Matahari pagi menyinari halaman rumah Ezra dan Selena, menciptakan bayangan hangat di lantai marmer ruang tamu.
Hari itu terasa berbeda.
Tidak ada suara aneh.
Tidak ada bisikan mengerikan.
Tidak ada bayangan yang mengintai di sudut-sudut ruangan.
Hanya ketenangan yang sudah lama tidak mereka rasakan.
Di meja makan, Ustaz Rahman duduk dengan tenang sambil menyeruput secangkir teh hangat yang dibuat oleh Selena.
"Alhamdulillah," katanya sambil tersenyum, "malam tadi tidak ada gangguan, bukan?"
Ezra dan Selena saling bertukar pandang sebelum mengangguk.
"Ya, Ustaz," jawab Ezra. "Semuanya terasa normal… untuk pertama kalinya."
Selena menghembuskan napas lega. "Rasanya seperti... mimpi. Rumah ini akhirnya benar-benar terasa seperti rumah."
Ustaz Rahman tersenyum tipis. "Allah selalu bersama orang-orang yang sabar dan tidak menyerah pada ketakutan."
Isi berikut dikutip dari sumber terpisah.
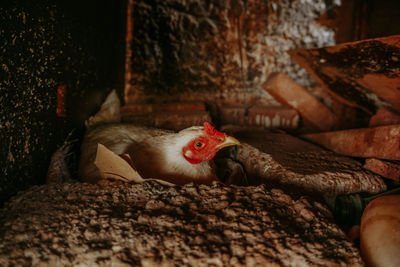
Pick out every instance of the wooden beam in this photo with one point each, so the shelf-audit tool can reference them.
(380, 142)
(289, 93)
(364, 74)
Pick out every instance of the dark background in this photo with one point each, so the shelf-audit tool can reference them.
(81, 44)
(45, 44)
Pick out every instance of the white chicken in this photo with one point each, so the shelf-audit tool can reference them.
(178, 158)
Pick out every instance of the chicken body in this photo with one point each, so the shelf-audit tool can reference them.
(179, 158)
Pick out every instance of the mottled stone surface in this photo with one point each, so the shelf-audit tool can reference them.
(185, 47)
(119, 224)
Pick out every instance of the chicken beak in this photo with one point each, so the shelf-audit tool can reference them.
(229, 141)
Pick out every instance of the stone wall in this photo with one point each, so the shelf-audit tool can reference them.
(206, 49)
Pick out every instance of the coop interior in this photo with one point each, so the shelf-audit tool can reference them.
(310, 89)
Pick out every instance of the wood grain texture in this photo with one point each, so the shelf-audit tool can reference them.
(364, 74)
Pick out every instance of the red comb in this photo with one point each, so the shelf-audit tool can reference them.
(210, 130)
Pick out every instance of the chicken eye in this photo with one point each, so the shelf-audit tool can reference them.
(198, 145)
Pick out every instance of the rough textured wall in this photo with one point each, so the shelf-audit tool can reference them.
(184, 46)
(45, 44)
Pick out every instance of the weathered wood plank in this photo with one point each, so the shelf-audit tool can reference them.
(384, 116)
(365, 74)
(288, 92)
(380, 142)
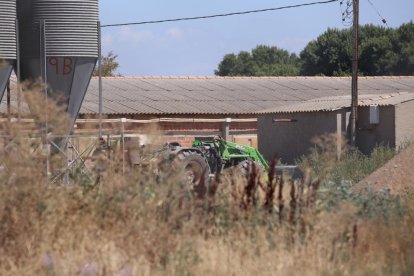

Lalu, ia merogoh sakunya dan mengeluarkan sebuah jimat kecil berbentuk segi lima, terbuat dari kain putih yang diikat rapi.
"Ini," katanya sambil menyerahkan jimat itu kepada Ezra. "Aku telah merapal doa perlindungan di dalamnya. Gantunglah di tempat yang menurut kalian paling sering menjadi sumber gangguan."
Ezra menerima jimat itu dengan kedua tangan. "Terima kasih, Ustaz."
Selena memegang tangan suaminya dan tersenyum.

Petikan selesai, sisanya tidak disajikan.